1. Develop ocean models that can be used in climate models and collect the data necessary for testing them
Specifically, understand:
- Large scale fluxes of heat and fresh water
- Dynamical balance of World Ocean circulation
- Components of ocean variability on months to years
- The rates and nature of formation, ventilation and circulation of water masses that influence the climate system on time scales from ten to one hundred years

In order to achieve Goal 1, the WCRP outlined and established Core Projects that would receive priority. The first of these was the "Global Description" project, which was meant to obtain data on the circulation of heat, fresh water and chemicals, as well as the statistics of eddies. The second project—"Southern Ocean"—placed particular emphasis on studying the Antarctic Circumpolar Current and the Southern Ocean’s interaction with the World Ocean. The third and final Core Project serving goal one was the "Gyre Dynamics Experiment." The second and third of these focuses are designed specifically to address the ocean’s role in decadal climate changes. Initial planning of the WOCE states that achievement of Goal 1 would involve "strong interaction between modeling and field activities," which are described further below.

2. Find the representativeness of the dataset for long-term behavior and find methods for determining long-term changes in ocean currents
Specifically:
- Determine representative of specific WOCE data sets
- Identify those oceanographic parameters, indices and fields that are essential for continuing measurements in a climate observing system on decadal time scales
- Develop cost effective techniques suitable for deployment in an ongoing climate observing system

==Modeling==

Models in WOCE were used for both experimental design and data analysis. Models with use of data can incorporate various properties, including thermal wind balance, maintenance of the barotropic vorticity budget, and conservation of heat, fresh water, or mass. Measurements useful for these parameters are heat, fresh water or tracer concentration; current, surface fluxes of heat and fresh water; sea surface elevation.

Both inverse modeling and data assimilation were employed during WOCE. Inverse modeling is the fitting of data using a numerical least squares or maximum likelihood fitting procedure. The data assimilation technique requires data to be compared with an initial integration of a model. The model is then progressed in time using new data and repeating the process.

The success of these methods requires sufficient data to fully constrain the model, hence the need for a comprehensive field program.

==Field Program==

Goals for the WOCE Field Program were as follows.
- The experiment will be global in nature and the major observational components will be deployed in all oceans.
- The requirement of simultaneity of measurements will be imposed only where essential.
- The flexibility inherent in the existing arrangements for cooperative research in the worldwide oceanographic (and meteorological) community will be exploited as far as possible.

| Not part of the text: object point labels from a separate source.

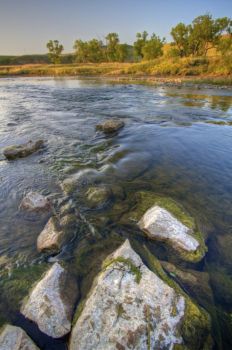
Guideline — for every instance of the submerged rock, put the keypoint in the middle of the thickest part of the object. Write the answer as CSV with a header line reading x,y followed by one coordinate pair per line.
x,y
110,126
51,302
158,223
79,180
163,219
35,201
130,307
98,196
24,150
15,338
51,238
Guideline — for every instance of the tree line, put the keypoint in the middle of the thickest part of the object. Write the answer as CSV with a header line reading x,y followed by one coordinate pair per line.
x,y
195,39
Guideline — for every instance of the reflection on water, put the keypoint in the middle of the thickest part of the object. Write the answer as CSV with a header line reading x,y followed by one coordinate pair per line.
x,y
167,147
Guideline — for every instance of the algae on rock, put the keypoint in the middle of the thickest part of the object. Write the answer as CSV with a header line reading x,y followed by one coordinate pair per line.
x,y
129,306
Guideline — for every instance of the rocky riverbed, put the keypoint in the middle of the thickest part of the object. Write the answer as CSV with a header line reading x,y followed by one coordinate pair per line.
x,y
106,243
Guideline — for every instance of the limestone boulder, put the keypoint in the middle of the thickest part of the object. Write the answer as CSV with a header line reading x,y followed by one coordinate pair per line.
x,y
110,126
35,201
131,307
24,150
15,338
50,304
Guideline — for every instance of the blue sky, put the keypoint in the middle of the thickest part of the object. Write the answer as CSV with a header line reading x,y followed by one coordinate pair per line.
x,y
26,25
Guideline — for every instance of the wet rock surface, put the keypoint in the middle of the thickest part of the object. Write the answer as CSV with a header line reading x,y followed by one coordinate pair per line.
x,y
15,338
35,201
24,150
110,126
51,238
158,223
129,306
51,302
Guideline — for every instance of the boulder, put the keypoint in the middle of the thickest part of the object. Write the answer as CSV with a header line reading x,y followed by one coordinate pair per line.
x,y
158,223
24,150
51,238
110,126
131,307
97,196
15,338
51,302
161,218
35,201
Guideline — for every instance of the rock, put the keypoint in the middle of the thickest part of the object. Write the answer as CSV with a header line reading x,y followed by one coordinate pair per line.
x,y
51,302
130,307
79,180
110,126
51,238
161,218
158,223
35,201
197,283
14,338
24,150
98,196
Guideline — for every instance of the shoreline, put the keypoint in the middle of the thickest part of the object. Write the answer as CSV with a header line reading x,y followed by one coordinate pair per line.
x,y
187,81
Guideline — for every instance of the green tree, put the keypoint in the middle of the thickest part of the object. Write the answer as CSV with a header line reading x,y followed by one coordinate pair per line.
x,y
122,52
112,42
180,35
139,44
54,51
153,48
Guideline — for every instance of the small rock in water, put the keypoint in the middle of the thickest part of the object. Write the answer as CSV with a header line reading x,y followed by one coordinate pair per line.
x,y
51,302
15,338
158,223
51,238
97,196
110,126
24,150
131,307
35,201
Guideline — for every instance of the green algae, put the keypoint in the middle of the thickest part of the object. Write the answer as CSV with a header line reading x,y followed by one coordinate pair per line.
x,y
133,269
16,286
195,327
145,200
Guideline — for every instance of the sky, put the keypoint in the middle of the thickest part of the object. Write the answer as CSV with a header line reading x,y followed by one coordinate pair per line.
x,y
27,25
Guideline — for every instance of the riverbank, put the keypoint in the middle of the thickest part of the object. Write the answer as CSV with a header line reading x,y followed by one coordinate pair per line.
x,y
175,70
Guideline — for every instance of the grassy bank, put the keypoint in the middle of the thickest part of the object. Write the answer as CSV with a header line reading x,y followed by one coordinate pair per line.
x,y
210,69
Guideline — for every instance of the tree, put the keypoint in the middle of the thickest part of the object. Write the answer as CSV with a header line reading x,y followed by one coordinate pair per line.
x,y
55,49
139,44
153,47
112,42
122,52
180,34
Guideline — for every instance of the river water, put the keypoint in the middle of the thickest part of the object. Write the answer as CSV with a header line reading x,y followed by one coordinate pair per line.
x,y
177,142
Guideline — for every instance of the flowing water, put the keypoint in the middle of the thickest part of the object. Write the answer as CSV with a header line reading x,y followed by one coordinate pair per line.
x,y
177,142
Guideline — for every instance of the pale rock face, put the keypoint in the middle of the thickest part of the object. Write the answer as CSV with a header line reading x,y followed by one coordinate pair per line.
x,y
51,302
110,126
14,338
34,201
50,238
127,312
158,223
24,150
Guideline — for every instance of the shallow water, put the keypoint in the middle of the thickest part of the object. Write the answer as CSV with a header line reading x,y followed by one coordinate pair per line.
x,y
169,145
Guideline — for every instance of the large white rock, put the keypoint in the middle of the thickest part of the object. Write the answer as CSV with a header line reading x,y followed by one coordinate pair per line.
x,y
34,201
14,338
50,238
158,223
51,302
129,307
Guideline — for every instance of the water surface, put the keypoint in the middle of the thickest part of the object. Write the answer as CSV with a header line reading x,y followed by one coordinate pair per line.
x,y
174,143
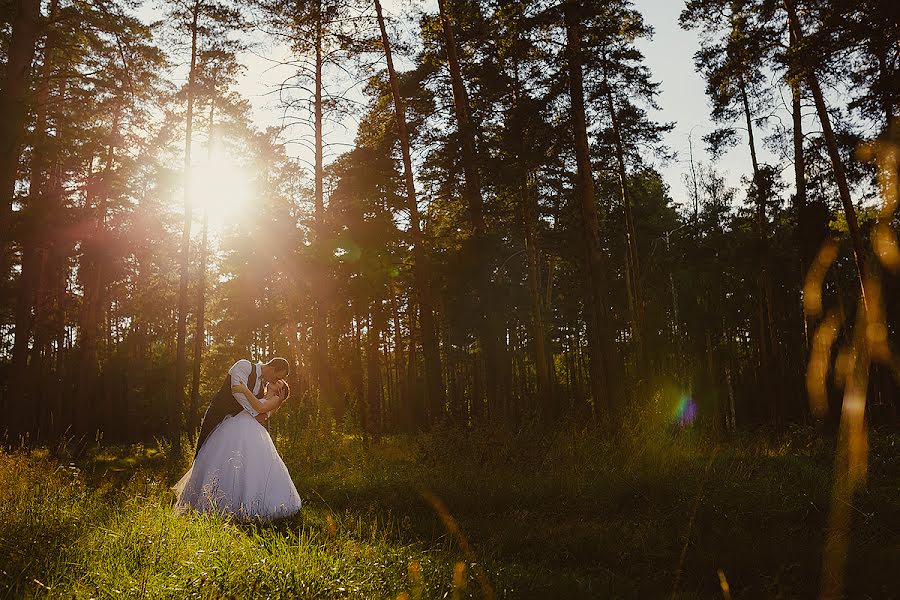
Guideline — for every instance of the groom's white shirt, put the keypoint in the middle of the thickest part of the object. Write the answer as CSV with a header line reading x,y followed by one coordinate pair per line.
x,y
240,373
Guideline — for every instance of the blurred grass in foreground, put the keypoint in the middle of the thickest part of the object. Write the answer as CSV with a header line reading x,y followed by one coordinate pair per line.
x,y
567,513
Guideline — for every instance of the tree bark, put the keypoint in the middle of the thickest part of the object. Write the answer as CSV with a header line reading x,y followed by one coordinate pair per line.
x,y
14,108
602,354
91,318
374,389
834,154
488,334
634,270
184,260
434,384
193,418
766,344
34,242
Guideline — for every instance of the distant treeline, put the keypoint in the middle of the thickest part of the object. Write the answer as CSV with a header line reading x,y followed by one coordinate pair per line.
x,y
497,244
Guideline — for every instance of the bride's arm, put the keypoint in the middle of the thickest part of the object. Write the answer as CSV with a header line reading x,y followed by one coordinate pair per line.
x,y
263,416
255,402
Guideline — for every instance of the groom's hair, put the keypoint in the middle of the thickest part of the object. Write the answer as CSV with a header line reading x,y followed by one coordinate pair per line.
x,y
279,364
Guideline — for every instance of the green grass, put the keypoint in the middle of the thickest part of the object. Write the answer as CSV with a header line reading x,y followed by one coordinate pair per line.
x,y
561,514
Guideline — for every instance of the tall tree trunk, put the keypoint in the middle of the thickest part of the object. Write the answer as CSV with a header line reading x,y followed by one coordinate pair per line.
x,y
767,342
193,418
184,259
34,240
488,317
373,369
434,384
399,359
528,200
14,108
320,324
91,319
799,178
834,154
603,358
634,270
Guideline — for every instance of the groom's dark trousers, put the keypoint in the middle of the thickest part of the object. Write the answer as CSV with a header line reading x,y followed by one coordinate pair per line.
x,y
222,405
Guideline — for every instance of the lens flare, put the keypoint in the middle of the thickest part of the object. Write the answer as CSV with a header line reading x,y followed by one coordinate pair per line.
x,y
685,411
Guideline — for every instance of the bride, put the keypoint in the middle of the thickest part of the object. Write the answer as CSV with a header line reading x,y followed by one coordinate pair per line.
x,y
237,470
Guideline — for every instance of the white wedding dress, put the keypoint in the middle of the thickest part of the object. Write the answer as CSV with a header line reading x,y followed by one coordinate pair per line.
x,y
238,472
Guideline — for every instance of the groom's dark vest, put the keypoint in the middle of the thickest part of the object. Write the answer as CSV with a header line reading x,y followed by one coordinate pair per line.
x,y
222,405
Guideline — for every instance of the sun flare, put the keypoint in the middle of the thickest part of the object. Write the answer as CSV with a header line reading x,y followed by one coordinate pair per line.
x,y
223,187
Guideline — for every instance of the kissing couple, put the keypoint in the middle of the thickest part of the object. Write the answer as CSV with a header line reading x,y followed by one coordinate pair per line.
x,y
237,471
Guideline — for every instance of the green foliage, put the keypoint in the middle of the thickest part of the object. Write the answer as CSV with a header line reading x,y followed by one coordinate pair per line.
x,y
547,513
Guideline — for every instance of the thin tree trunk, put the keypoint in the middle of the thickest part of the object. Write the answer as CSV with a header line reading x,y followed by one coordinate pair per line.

Major elements of the WOCE Field Program
- Satellite Altimetry
  plans built around the availability of ERS–1 and ERS–2 (European), TOPEX/POSEIDON (US/French) to study fields of surface forcing and oceanic surface topography
- Hydrography
  high quality conductivity-temperature-pressure profilers as well as free-fall instruments to provide a climatological temperature-salinity database
- Geochemical Tracers
  using chemical information (such as radioactive decay and atmospheric history) of passive compounds to study the formation rates and transport of water masses on climatological timescales
- Ocean Surface Fluxes
  using in-situ and satellite measurements to quantify fluxes of heat, water and momentum (necessary for modeling thermohaline and wind-driven circulation)
- Satellite Winds
  using surface buoys, Voluntary Observing Ships (VOS) and satellite microwave scatterometer systems to measure the surface wind field
- Surface Meteorological Observations from VOS
  improvement of sampling and accuracy in surface meteorological measurements, as well increasing area coverage
- Upper Ocean Observations from Merchant Ships-of-Opportunity
  expendable bathythermograph (XBT) sampling lines to study changes in heat content of the upper ocean
- In-Situ Sea Level Measurements
  upgrading and installing new sea-level gauges to calibrate altimetry measurements
- Drifting Buoys and Floats
  surface drifting buoys provide measurements such as sea level pressure, sea-surface temperature, humidity, precipitation, surface salinity, and near-surface and mid-depth currents
- Moored instrumentation
  provides detailed temporal information at a number of sites and depths

==Resulting Conclusions==

This list, though not comprehensive, outlines a sampling of the most highly cited articles and books resulting from the WOCE.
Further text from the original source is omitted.